Depuis quelques jours, nous voyons émerger dans la presse de nombreux articles sur les médicaments génériques. Certains les défendent contre vents et marées tandis que d'autres s'interrogent. Que faut-il en penser ?

C'est quoi un médicament générique ?

Affirmer qu'un médicament générique est identique au médicament original est mensonger. Un médicament générique est un médicament qui comporte souvent la même molécule que l'original mais la directive européenne 2004/27 précise toutefois que “les différents sels, esters, éthers, isomères, mélanges d’isomères, complexes ou dérivés d’une substance active sont considérés comme une même substance active, à moins qu’ils ne présentent des propriétés sensiblement différentes au regard de la sécurité et/ou de l’efficacité. Dans ce cas, des informations supplémentaires fournissant la preuve de la sécurité et/ou de l’efficacité des différents sels, esters ou dérivés d’une substance active autorisée doivent être données par le demandeur”.

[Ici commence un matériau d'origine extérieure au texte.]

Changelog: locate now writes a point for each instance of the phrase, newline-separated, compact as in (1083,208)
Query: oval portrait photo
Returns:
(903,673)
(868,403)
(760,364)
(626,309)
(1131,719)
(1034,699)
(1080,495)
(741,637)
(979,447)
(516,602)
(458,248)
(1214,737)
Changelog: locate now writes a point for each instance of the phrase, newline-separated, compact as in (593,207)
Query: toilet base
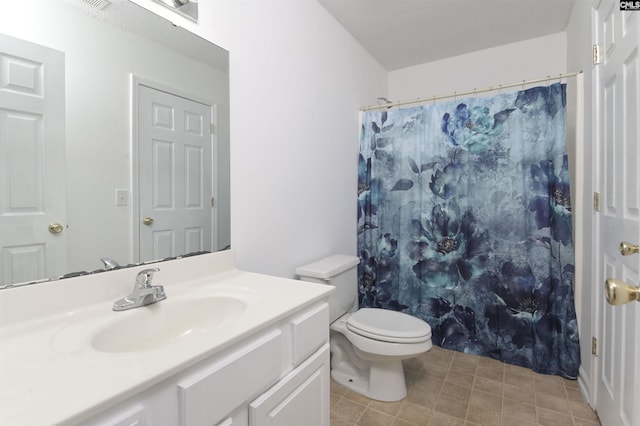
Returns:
(382,381)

Sur un plan chimique et plus généralement pharmaceutique, cette définition du médicament générique est plutôt ... tolérante.

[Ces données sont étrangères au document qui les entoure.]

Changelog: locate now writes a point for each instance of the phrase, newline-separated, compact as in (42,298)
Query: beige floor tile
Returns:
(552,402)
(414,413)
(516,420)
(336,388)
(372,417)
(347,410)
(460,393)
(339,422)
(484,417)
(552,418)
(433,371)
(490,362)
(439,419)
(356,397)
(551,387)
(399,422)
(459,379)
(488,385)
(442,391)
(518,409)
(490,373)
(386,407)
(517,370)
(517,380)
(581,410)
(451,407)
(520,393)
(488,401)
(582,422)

Un médicament générique doit avoir prouvé sa bioéquivalence, un test réalisé sur quelques dizaines de volontaires sains, de jeunes hommes en l'occurence. Chez ces personnes, la quantité de principe actif absorbée par l'organisme doit être comprise entre 80% et 125% par rapport à l'original. Sur certains médicaments, cet intervalle est resserré.
Enfin, un médicament générique n'est jamais évalué en conditions réelles, par exemple chez une personne âgée qui prendrait plusieurs médicaments. De plus, il n'est jamais évalué sur son effet thérapeutique mais simplement sur la dose de principe actif qui arrive dans le sang chez le volontaire sain.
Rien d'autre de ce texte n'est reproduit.